Recognizing the need for policies that address poverty and inequality and build social cohesion, the Ghanaian government rolled out free compulsory primary education in 1996 and free senior high school provision in 2017. With the first cohorts exposed to the free education policies now reaching prime adulthood, our project aims to take stock of how educational attainment has changed over time and to examine the gendered consequences of these education changes for labour market dynamics and intergenerational socioeconomic mobility. Evidence from this project will be relevant to policymaking during a time of fiscal pressures, especially given that Ghana has one of the highest state investments in education in Africa (see Adu-Ababio & Osei, 2018). Our overarching research question is, therefore, “What are the education, labour market, and intergenerational socioeconomic consequences associated with the expansion of education access in Ghana, and how do they differ for men and women?” Our work program is designed around three core activities: data, research, and training contributions.
Data contributions
- Stacked and harmonized cross-sectional data: Drawing on SALDRU’s learnings from stacking Statistics South Africa survey data in the Post-Apartheid Labour Market Series, we will stack the Ghana Living Standards Surveys and Population and Housing Census data alongside the Jobs of the World Database for Ghana to create a high-frequency database of information on education, jobs, gender, and labour market activities. A series of weights calibrating the series to a consistent population model will be constructed if necessary. Do-files to construct this harmonized series together with documentation of learnings from the data compilation process will be an output of this component.
- Panel data contribution: Individual panel data allows an investigation of the mobility of individual socioeconomic outcomes over time. Recognizing this, Ghana established the Ghanaian Socioeconomic Panel Survey (GSPS) in 2009. The current version of the GSPS data is, however, not readily configured for the types of analyses that use panel data. Specifically, there is little evidence on both household and individual-level attrition, and publicly available panel weights currently do not exist. An important output of our project will be the creation of publicly available data and documentation, coding files, and the production of weights for the GSPS.
Research contributions
Our research contribution will draw on synthetic panel data and panel data analysis techniques to study the consequences of the Ghanaian fee elimination programmes. We envision three substantive empirical contributions.
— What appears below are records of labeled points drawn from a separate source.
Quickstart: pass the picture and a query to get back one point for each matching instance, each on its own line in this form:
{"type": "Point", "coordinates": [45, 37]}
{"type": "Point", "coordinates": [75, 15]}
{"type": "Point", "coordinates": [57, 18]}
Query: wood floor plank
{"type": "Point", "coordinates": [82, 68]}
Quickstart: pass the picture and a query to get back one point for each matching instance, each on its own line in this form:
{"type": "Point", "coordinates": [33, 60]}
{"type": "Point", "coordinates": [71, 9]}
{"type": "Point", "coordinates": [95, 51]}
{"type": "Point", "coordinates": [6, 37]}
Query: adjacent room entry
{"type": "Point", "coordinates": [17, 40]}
- Trends in education and labour market dynamics: Using our stacked datasets, we will analyse educational attainment and labour market participation by age and gender using all available surveys between 1987-2021. We will examine the proportion of each age-gender cohort that is employed, unemployed, non-searching unemployed, and not economically active. We will smooth these age–gender–employment status relationships to filter out some of the statistical noise and facilitate comparison between surveys.
- Consequence of education reforms, evidence from harmonized cross-sectional data: This empirical contribution will use our harmonized series of data together with changes in education policy to examine labour market outcomes, fertility, and/or intergenerational transmission of socioeconomic advantage. Given that the Ghanaian policies were applied nationally, we will implement an identification strategy based on variation in the intensity of the expected benefit of the policy (measured by pre-reform enrolment levels and/or careful assessment of cohorts of youth exposed versus too old for the policy). Specifically, we combine the timing of the reform and geographic differences in schooling outcomes for groups who finished education before the reform was implemented to identify the impact of increased schooling.
- Consequences of education reform, evidence from four waves of panel data: Four waves of GSPS data provide us with repeated measures from cohorts born both before and after the rollout of the free primary and secondary education policies. We have three papers envisioned for this contribution. The first will examine the impact of the secondary education policy, focusing on younger cohorts and examining progress through school and the determinants of dropout and early childbearing outcomes. The second examines life cycle earnings and employment volatility and whether gender disparities exist. In the third, we plan to replicate our previous work from South Africa on the link between graduating secondary and tertiary education and remittance decisions.
Training contribution
We have identified a need and demand for training in longitudinal data management and analysis from researchers across the continent. A key output will be to offer training in this regard, with the content designed around the use of the GSPS data.